Enterovirus 71 (EV-71) is notable as one of the major causative agents for hand, foot and mouth disease (HFMD), and is sometimes associated with severe central nervous system diseases.[10] EV71 was first isolated and characterized from cases of neurological disease in California in 1969.[11][12] To date, little is known about the molecular mechanisms of host response to EV71 infection, but increases in the level of mRNAs encoding chemokines, proteins involved in protein degradation, complement proteins, and proapoptotis proteins have been implicated.[13]

Poliovirus

There are three serotypes of poliovirus, PV1, PV2, and PV3; each with a slightly different capsid protein. Capsid proteins define cellular receptor specificity and virus antigenicity. PV1 is the most common form encountered in nature; however, all three forms are extremely infectious.[14] Poliovirus can affect the spinal cord and cause poliomyelitis.
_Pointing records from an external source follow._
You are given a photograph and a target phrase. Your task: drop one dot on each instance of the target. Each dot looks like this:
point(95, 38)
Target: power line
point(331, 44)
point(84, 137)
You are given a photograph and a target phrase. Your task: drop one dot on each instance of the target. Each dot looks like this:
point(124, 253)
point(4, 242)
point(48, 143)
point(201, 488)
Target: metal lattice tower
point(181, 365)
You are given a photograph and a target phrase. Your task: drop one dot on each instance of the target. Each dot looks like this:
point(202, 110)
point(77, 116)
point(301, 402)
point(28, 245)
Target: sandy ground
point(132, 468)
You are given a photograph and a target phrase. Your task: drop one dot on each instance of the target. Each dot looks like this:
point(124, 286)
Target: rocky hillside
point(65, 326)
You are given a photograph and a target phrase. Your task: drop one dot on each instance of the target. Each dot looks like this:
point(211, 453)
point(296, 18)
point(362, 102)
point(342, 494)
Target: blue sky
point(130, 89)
Polioviruses were formerly classified as a species belonging to the genus Enterovirus in the family Picornaviridae. The Poliovirus species has been eliminated from the genus Enterovirus. The following serotypes, Human poliovirus 1, Human poliovirus 2, and Human poliovirus 3, were assigned to the species Human enterovirus C, in the genus Enterovirus in the family Picornaviridae. The type species of the genus Enterovirus was changed from Poliovirus to Human enterovirus C. This has been ratified in April 2008.[15] The 39th Executive Committee (EC39) of the International Committee on Taxonomy of Viruses (ICTV) met in Canada during June 2007 with new taxonomic proposals.[16]
Two of the proposals with three changes were:

  • Code 2005.261V.04: To remove the following species Poliovirus from the existing genus Enterovirus in the family Picornaviridae.
  • Code 2005.262V.04: To assign the viruses; PV-1, PV-2, PV-3 to the existing species Human enterovirus C in the genus Enterovirus in the family Picornaviridae.[17]
  • Code 2005.263V.04: To change the type species Poliovirus from the existing genus Enterovirus in the family Picornaviridae to the type species Human enterovirus C.[18]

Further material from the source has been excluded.